Cette magistrate a rendu compte des plaidoiries dans le délibéré de la cour composée de :
N. PICCO, conseiller faisant fonction de président
M. SEVILLA, conseillère
N.BERGOUNIOU, conseillère
Greffière : lors des débats E. BERTRAND
ARRÊT :
— CONTRADICTOIRE
— prononcé publiquement par mise à disposition de l’arrêt au greffe de la cour, les parties en ayant été préalablement avisées dans les conditions prévues au deuxième alinéa de l’article 450 du code de procédure civile
— signé par N. PICCO, conseiller faisant fonction de président et par E. BERTRAND, greffière
EXPOSE DU LITIGE
M. [E] [O] [P] [L] [B] a été victime d’un accident du travail le 5 mai 2017, pris en charge par la CPAM de la Haute-Garonne au titre des risques professionnels. Le certificat médical initial du 5 mai 2017 mentionne une entorse à la cheville droite.

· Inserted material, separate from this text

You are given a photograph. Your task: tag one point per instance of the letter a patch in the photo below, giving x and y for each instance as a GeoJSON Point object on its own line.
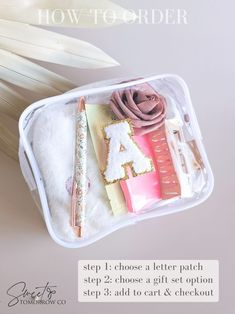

L’état de M. [E] [O] [P] [L] [B] a été considéré comme consolidé le 31 juillet 2019, avec séquelles indemnisables.
M. [E] [O] [P] [L] [B] a contesté la consolidation de son état de santé et a demandé l’organisation d’une expertise médicale.
Par décision du 19 février 2020, après expertise du docteur [N], la commission de recours amiable de la CPAM de la Haute-garonne a maintenu la date de consolidation des lésions au 31 juillet 2019.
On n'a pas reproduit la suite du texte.